Эпарх лично прибыл на причалы – увидеть, сколько рыбы получит Город в этот день, когда славяне смели ночную ловлю, когда причалы под морскими стенами оказались закрыты. Он пришел упредить малейшее взвинчивание цен. Все уже знали – началась тяжелая осада. И Мраморная Крыса, бежавшая из Города, говорила это лучше всех. Она словно нарочно показалась эпарху в последнем своем прыжке.
Закончив дела на причале, эпарх с небольшой свитой поскакал к Вуколеону. Он помчался на белом коне по периметру Города – вдоль Золотого Рога, потом мимо морских стен. Чтобы видеть и слышать, как реагируют ромеи на славянский флот.
– Это мираж! Не верьте! Это мираж! – закричал человек в богатой одежде. Как золотой шарик, он скатился внутрь города со стены и скрылся из вида эпарха…
Он бежал к улице Меси, по ней – к Золотым Воротам. Смугло-румяный, плотный, как вылепленный римскими скульпторами мускул, богатый византийский купец Бакуриани. «Мираж!» – выдыхал он без голоса.

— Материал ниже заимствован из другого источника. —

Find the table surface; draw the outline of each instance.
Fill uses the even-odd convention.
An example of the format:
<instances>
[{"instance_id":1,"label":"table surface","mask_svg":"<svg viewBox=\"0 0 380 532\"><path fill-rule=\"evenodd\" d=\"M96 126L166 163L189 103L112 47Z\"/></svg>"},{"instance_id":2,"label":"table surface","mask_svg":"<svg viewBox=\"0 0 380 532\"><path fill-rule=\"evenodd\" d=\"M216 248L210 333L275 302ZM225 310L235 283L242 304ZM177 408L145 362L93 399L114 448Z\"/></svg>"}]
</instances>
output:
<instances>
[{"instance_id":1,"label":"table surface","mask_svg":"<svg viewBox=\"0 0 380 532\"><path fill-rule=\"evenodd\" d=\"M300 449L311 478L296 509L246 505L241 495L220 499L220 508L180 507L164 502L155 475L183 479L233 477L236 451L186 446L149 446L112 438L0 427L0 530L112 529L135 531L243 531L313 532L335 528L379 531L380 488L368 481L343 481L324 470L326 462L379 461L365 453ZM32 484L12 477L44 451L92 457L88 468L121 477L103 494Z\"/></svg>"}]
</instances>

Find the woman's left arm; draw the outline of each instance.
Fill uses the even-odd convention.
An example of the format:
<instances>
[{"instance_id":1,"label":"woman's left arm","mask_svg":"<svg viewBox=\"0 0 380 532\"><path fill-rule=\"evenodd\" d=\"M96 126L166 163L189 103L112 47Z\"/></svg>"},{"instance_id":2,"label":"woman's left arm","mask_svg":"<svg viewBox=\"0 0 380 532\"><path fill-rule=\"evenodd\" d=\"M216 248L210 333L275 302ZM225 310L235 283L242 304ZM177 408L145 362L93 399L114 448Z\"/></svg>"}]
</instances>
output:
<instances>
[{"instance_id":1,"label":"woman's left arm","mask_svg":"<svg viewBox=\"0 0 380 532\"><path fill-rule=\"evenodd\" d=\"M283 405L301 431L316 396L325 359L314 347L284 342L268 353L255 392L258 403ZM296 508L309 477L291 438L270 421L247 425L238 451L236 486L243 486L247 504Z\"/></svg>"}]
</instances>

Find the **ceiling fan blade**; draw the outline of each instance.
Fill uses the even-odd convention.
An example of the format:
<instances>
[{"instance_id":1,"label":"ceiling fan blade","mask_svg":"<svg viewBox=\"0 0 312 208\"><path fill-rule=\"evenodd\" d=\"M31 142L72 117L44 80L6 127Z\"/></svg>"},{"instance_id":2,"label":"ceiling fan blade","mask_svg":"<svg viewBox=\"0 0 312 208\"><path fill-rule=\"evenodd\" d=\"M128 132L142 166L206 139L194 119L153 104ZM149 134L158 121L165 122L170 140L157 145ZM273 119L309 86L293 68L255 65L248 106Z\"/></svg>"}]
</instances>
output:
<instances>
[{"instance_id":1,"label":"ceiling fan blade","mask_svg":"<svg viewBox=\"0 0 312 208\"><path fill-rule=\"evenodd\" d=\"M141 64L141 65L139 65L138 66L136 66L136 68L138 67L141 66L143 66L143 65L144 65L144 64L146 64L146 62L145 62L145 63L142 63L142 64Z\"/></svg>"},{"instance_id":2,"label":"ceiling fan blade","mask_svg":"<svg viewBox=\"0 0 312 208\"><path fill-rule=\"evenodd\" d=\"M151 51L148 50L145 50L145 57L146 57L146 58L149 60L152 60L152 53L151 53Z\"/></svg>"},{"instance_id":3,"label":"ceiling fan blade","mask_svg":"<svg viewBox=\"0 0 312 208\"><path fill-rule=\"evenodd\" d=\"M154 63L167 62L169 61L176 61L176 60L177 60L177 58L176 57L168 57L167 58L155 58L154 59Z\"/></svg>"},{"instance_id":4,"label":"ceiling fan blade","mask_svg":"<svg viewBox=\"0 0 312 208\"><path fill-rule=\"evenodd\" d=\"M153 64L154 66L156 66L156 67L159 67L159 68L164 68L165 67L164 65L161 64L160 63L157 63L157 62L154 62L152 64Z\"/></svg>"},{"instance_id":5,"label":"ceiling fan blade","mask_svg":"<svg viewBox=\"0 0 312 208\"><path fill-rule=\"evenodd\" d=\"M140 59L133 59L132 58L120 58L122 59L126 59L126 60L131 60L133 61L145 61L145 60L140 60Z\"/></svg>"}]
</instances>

…Когда-то в одной из великих пустынь мира, на тропе, далекой от поселений, его караван остановился: они увидели впереди горящий город. Несколько часов стоял караван и смотрел, как увеличиваются проломы в стенах, как наседают штурмующие, как пламя, угасая и превращаясь в черный дым в одном месте, вскидывается в другом… Люди и животные в караване молчали, но слышались летающие по пустыне стоны и скуление. Потом все исчезло. Караван пошел дальше. Через неделю пути они узнали, какой видели город – он находился далеко в стороне, – кем он был взят и разрушен.